Bono’s daughters have banned him from speaking about Harvey Weinstein.
The U2 frontman worked closely with the disgraced movie mogul on 2013’s ‘Long Walk to Freedom’ as he wrote the accompanying song ‘Ordinary Love’ and though he admitted the producer has one “very good work” for his band, the 58-year-old singer – who has daughters Jordan, 29, and Eve, 27, and sons Eli, 19, and John, 17, with wife Ali – won’t say too much about the sexual harassment allegations against him or the wider #MeToo movement because his kids don’t think it is his “time”.
He said: “He did very good work for U2. My daughters are very unforgiving in this regard.
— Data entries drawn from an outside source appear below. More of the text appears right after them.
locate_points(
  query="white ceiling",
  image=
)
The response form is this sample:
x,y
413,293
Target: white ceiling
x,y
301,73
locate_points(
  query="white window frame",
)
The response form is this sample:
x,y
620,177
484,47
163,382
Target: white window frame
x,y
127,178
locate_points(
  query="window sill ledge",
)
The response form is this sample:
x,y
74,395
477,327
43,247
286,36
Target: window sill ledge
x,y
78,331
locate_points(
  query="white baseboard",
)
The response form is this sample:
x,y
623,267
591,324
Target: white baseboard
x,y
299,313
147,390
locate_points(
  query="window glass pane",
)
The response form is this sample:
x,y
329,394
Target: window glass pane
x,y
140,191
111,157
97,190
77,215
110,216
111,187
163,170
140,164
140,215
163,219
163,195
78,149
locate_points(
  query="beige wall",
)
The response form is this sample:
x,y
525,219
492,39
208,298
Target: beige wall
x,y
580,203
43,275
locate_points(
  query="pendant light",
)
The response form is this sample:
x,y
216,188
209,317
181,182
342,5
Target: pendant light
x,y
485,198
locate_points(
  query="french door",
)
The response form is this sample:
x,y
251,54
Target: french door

Whenever I get philosophical, they tell me, ‘It’s not your time to speak on this.’ ”
The ‘One’ hitmaker is also an avid philanthropist and has worked closely with a number of former US presidents, but he currently doesn’t want to “be near” President Donald Trump because he doesn’t “trust” him.
He told the Sunday Times magazine: “I’m wise enough to know that any sentence with his name in will become a headline, so I just don’t use his name. It’s nothing personal. It’s just you have to feel you can trust a person you’re going to get into that level of work with.
“Lots of my lefty friends doubted I could work with George Bush, but he came through, as did Tony Blair and Gordon Brown.”
Asked if Trump is on side, he added: “No, he’s trying to cut all that stuff at the moment, which is why I don’t want to be near him. If he’d put down the axe, maybe we could work with his administration. But we can’t with the sword of Damocles hanging.”
But Bono did recently meet Vice President Mike Pence because of his involvement in the President’s Emergency Plan for Aids Relief, which was founded in 2003.
Asked if he found him helpful, he said: “Well, we haven’t had the vicious cuts that the administration proposed.”
The ‘Vertigo’ singer has retained his friendships with many of the former presidents he has worked with, including Bill Clinton, George W. Bush and Barack Obama.
He said: “I saw the 44th president last week — I’m still close with Obama. He and his missus and his kids have been in our local pub.
“I don’t like to think of my relationships with these people as retail. Having gone through some stuff together, we stay together even when they’re out of office.
“I saw George Bush on his ranch. He spent $22m on antiretroviral drugs and I had to thank him for that.”